Hypertext

This article was linked in the second post in Fish’s blog series (By the way, does Fish ever really say anything in any of those essays? I feel like he’s just getting paid to sit in his easy chair while he delivers self-satisfied prophesies of the end times). Anyway, I must thank Fish for linking Robert Coover’s “The End of Books” because it’s fascinating. Written in 1992, the essay implies, in its dramatic title and elsewhere, that books are ending because linear, authored narrative is becoming less useful to everyone and also because “hey, computers!” And of course, I mean OF COURSE, twenty years later hypertext fiction still hasn’t replaced the regular kind of fiction (whatever that is) because the regular kind of fiction is much easier for people to deal with. So print texts have simply become digitized.

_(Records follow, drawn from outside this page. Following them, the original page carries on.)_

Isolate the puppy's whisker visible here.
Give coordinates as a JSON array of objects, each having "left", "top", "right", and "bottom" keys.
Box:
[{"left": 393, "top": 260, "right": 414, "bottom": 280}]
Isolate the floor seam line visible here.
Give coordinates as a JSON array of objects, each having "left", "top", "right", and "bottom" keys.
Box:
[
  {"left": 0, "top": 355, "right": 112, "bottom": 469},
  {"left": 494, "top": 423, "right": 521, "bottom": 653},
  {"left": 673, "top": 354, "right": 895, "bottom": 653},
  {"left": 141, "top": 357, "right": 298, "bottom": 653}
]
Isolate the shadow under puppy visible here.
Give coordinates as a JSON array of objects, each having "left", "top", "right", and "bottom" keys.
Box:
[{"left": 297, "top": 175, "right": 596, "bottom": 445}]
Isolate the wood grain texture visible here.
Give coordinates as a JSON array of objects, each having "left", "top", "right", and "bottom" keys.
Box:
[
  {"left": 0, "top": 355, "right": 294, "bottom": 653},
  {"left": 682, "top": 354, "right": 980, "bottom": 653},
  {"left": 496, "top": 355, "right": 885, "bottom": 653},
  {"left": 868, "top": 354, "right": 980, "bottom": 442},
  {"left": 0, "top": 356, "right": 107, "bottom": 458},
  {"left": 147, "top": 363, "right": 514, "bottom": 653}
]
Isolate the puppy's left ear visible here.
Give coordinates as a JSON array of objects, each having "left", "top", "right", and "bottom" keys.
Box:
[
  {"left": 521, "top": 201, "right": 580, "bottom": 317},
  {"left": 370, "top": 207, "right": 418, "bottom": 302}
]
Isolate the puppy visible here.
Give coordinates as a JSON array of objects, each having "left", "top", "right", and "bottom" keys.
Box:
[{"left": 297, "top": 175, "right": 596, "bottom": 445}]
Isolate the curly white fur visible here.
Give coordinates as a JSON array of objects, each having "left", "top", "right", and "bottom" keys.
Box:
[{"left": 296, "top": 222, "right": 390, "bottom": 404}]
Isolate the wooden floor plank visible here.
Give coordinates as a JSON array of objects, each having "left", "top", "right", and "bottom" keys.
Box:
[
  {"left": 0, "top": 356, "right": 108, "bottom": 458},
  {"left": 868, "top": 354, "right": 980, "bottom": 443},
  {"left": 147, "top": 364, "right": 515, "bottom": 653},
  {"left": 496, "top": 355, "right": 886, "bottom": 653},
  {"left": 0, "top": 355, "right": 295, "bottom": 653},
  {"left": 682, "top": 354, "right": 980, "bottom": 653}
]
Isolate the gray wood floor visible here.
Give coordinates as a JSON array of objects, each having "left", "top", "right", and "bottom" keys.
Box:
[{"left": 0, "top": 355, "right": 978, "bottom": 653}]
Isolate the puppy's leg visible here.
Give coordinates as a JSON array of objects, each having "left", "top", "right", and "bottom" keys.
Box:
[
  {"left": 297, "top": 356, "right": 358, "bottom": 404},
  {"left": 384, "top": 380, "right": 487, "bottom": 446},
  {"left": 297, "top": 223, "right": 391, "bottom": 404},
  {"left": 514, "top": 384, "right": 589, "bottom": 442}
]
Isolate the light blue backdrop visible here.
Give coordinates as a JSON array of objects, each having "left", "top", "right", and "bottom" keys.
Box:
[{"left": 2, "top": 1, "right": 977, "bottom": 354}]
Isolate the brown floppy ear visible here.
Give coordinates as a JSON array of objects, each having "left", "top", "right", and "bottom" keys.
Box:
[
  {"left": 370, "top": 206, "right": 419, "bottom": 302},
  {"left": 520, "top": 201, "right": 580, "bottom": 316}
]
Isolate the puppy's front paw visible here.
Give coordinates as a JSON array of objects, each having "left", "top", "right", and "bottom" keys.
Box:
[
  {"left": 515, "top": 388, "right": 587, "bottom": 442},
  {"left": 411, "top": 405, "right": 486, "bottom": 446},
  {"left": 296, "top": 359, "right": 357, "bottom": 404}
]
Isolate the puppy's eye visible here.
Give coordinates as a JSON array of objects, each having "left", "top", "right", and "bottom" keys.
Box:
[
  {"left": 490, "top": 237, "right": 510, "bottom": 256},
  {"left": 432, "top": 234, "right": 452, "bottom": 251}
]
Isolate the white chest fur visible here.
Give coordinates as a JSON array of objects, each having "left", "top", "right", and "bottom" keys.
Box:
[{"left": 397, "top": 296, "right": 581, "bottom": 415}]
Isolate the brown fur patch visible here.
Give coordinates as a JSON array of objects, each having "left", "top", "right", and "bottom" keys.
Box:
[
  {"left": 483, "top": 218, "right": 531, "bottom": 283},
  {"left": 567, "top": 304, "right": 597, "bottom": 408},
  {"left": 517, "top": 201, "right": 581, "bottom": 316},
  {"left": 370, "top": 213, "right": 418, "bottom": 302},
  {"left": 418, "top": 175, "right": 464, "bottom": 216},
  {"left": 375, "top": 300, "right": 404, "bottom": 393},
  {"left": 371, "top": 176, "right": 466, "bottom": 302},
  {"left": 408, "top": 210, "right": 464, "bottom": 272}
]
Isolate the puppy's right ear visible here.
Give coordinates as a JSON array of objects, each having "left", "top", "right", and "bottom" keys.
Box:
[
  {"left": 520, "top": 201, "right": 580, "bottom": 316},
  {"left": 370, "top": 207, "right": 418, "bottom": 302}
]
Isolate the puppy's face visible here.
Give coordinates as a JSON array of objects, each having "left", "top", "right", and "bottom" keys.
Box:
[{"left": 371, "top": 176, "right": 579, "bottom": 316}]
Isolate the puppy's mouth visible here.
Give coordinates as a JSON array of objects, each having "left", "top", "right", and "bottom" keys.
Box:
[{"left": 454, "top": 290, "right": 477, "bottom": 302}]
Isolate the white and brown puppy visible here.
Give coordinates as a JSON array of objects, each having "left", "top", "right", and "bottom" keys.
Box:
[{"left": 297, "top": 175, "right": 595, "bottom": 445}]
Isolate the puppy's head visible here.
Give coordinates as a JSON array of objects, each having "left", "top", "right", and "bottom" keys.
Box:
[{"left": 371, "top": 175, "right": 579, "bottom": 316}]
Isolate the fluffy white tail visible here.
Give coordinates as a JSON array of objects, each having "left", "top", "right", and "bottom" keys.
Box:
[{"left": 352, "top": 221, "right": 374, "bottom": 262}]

But Coover’s article is also interesting because it’s pedagogical. He discusses how the hypertext form assists students in considering, dismantling, and undermining narrative structure. It facilitates a kind of experimental, collaborative authorship and also facilitates collaborative learning, which is theoretically the kind of learning upon which the academy is built. It seems like scholarship could benefit from a similar dismantling. What do we do when we do scholarship? We try to think of new ways to think about things. What do we do when we talk about something like intertextuality? We think about texts in a way that is boundless and nonlinear…like hypertext. Is writing a traditional academic paper in MLA style really the best vehicle for delivering ideas like intertextuality?

Twine is a free program that allows for quick, easy creation of hypertext documents. It seems like most people who use it are using it to write fiction/text games. On a similar note, Bee is a piece of interactive fiction by Emily Short about a young girl who is training for a spelling bee.